KA2237 is a dual-selective inhibitor of two PI3K isoforms, p110β and p110δ. Inhibiting these two isoforms combines an immunotherapeutic response and directly effects tumour growth, through selective, targeting of the PI3K pathway. Karus believes that KA2237 has broad therapeutic applicability in the treatment of haematological and solid tumours, as a single agent and in combination with other drugs.
This study forms part of the pre-clinical and clinical collaboration between Karus and the University of Texas MD Anderson Cancer Centre.
Safety and efficiacy
The first part of the trial has been designed to assess the safety of KA2237 alone in relapsed, treatment-resistant B cell lymphoma patients.

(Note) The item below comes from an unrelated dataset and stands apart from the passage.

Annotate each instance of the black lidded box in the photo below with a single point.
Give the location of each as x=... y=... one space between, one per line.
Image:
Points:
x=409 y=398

An expansion cohort study will follow and is scheduled to start in 2017. Karus anticipates that up to 40 patients will be treated over the entire study.
Karus’ CEO, Dr Simon Kerry commented, “Our first clinical trial is a major milestone for the company. Karus has made exceptional progress and our collaboration with MD Anderson will help us to accelerate this clinical program. We believe that as an orally-active dual p110β/δ inhibitor, KA2237 has significant potential in the treatment of haematological and solid tumours in areas of high, unmet medical need.”

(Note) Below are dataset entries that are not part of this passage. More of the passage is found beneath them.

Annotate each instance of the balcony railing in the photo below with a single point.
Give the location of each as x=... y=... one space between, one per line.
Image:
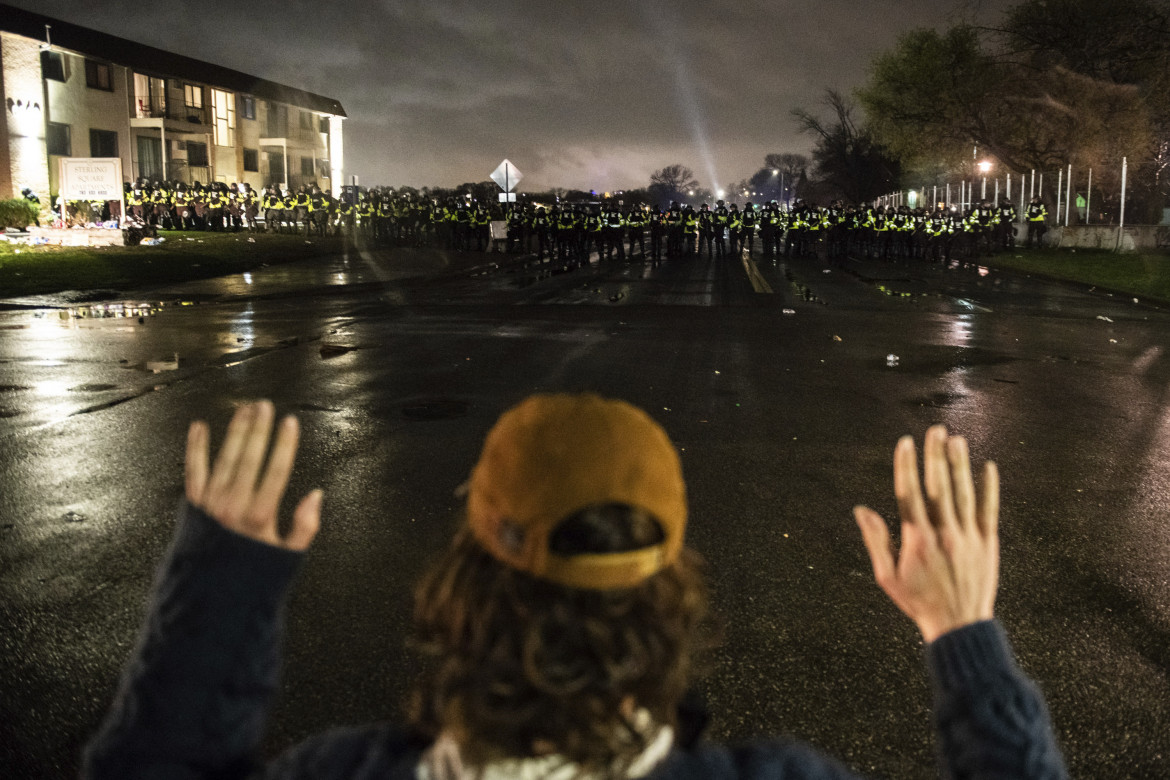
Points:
x=156 y=108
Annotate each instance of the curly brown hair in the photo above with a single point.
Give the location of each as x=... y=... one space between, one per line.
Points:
x=520 y=667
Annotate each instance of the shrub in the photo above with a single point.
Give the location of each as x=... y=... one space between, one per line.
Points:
x=18 y=213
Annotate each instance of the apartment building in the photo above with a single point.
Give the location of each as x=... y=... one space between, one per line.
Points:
x=74 y=91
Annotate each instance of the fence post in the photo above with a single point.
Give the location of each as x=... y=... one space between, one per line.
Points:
x=1121 y=220
x=1060 y=187
x=1088 y=199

The agreement with MD Anderson covers a number of preclinical studies of Karus’s two cancer programs, KA2237 and KA2507, with a focus on identifying optimal drug combinations and the appropriate patient populations for further clinical development. The second program, KA2507, a selective-HDAC6 inhibitor, also has both a targeted therapy and immunotherapeutic action and has potential in the treatment of multiple myeloma, B- and T-cell lymphomas and PD-L1 expressing haematological and solid tumours.

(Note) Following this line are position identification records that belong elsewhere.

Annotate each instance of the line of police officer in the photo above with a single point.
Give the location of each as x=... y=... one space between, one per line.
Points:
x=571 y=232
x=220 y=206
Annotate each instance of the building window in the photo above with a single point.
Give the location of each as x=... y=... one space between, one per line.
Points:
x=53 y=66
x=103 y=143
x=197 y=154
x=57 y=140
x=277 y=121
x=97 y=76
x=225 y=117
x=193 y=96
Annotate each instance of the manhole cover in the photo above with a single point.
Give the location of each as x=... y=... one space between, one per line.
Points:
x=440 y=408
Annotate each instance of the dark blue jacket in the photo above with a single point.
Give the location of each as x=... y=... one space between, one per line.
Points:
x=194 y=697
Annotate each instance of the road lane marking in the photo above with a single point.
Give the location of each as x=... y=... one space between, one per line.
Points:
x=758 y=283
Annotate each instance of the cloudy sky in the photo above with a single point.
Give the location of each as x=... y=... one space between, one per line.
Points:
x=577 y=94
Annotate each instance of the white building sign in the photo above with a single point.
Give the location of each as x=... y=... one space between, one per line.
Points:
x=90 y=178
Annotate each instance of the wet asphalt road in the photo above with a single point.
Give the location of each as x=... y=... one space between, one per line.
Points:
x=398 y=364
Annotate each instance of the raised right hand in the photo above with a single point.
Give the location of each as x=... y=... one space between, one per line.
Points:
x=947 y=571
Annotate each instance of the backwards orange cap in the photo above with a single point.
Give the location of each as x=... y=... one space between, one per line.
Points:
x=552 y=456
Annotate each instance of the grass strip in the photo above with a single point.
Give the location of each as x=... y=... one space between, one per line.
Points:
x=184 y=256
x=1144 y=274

Professor Stephen Shuttleworth, CSO, added, “Our R&D programs are built on many years’ investment in research that have given us a deep understanding of PI3K medicinal chemistry and tumour biology. To take a scientific concept through rational de novo-design to create KA2237, a dual-selective, small molecule PI3K inhibitor that has been designed specifically to address areas of unmet medical need.”